Notes on making Leaflet maps in R

The other day I wrote a blog post for crimrxiv about posting interactive graphics on their pre-print sharing service. I figured it would be good to share my notes on making interactive maps, and to date I’ve mostly created these using the R leaflet library.

The reason I like these interactive maps is they allow you to zoom in and look at hot spots of crime. With the slippy base maps you can then see, oh OK this hot spot is by a train station, or an apartment complex, etc. It also allows you to check out specific data labels via pop-ups as I will show.

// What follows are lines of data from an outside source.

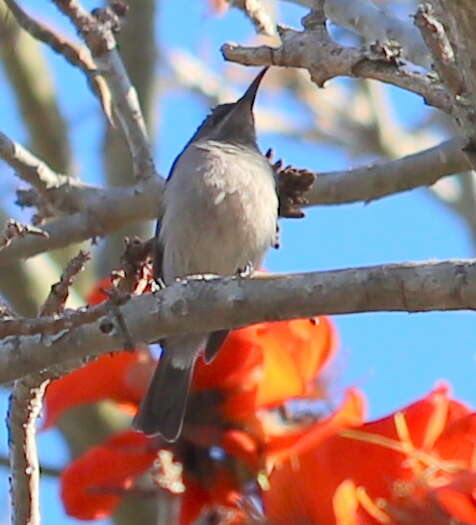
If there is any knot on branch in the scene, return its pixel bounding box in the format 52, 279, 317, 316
91, 1, 129, 34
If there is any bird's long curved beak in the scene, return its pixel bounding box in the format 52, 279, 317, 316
238, 66, 269, 109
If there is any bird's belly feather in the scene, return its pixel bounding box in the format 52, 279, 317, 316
161, 142, 277, 282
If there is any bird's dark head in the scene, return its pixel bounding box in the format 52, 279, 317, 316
192, 68, 268, 147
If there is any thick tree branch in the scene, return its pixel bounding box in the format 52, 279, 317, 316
0, 139, 469, 265
0, 259, 476, 383
287, 0, 431, 69
222, 15, 451, 113
8, 377, 48, 525
306, 139, 470, 206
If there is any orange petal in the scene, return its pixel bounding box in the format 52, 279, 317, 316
266, 389, 365, 468
61, 431, 157, 520
179, 473, 210, 525
263, 390, 369, 525
193, 317, 336, 420
43, 352, 153, 428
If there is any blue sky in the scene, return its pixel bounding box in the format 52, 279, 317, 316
0, 0, 476, 524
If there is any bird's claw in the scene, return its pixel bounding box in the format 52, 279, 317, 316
236, 261, 255, 279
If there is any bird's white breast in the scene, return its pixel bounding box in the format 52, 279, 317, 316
160, 141, 278, 282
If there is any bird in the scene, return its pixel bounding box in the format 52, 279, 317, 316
133, 68, 278, 442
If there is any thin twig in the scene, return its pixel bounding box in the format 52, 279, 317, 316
0, 139, 469, 266
5, 0, 112, 124
230, 0, 276, 36
7, 251, 89, 525
53, 0, 157, 178
7, 375, 48, 525
0, 219, 48, 251
0, 259, 476, 383
0, 456, 61, 478
39, 250, 91, 317
0, 294, 129, 338
0, 132, 69, 192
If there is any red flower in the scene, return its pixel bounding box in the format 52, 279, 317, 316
61, 432, 157, 520
263, 386, 476, 525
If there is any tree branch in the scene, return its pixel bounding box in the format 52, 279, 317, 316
229, 0, 276, 36
222, 15, 452, 113
8, 377, 48, 525
53, 0, 157, 178
0, 259, 476, 383
308, 138, 471, 205
4, 0, 112, 122
7, 251, 89, 525
0, 139, 469, 266
287, 0, 431, 69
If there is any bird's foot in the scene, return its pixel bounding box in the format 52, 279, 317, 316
151, 277, 167, 292
236, 261, 255, 279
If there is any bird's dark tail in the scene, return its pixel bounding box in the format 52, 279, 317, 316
132, 338, 200, 442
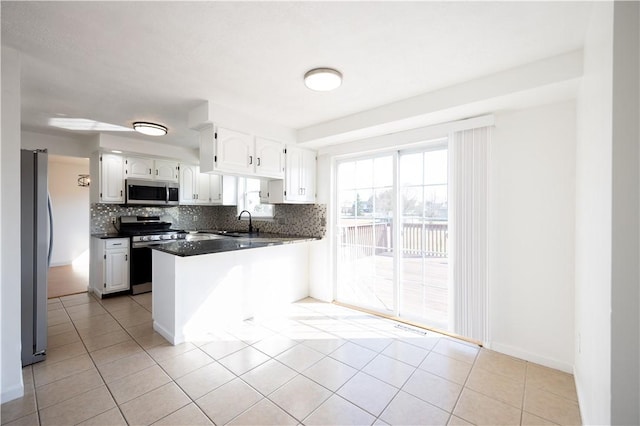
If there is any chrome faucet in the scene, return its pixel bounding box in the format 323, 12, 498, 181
238, 210, 253, 234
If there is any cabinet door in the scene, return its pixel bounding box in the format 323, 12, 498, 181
216, 127, 256, 175
255, 137, 284, 179
179, 164, 199, 204
125, 157, 153, 179
300, 150, 316, 203
153, 160, 178, 182
206, 175, 223, 204
259, 179, 269, 204
100, 154, 124, 203
104, 248, 129, 293
221, 176, 238, 206
285, 147, 304, 202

I’m using data from my paper on creating cost of crime weighted hot spots in Dallas (that will be forthcoming in Police Quarterly soonish). But I have posted a more direct set of replicating code for the blog post here.

R Code

So first for the R libraries I am using, I also change the working directory to where I have my data located on my Windows machine.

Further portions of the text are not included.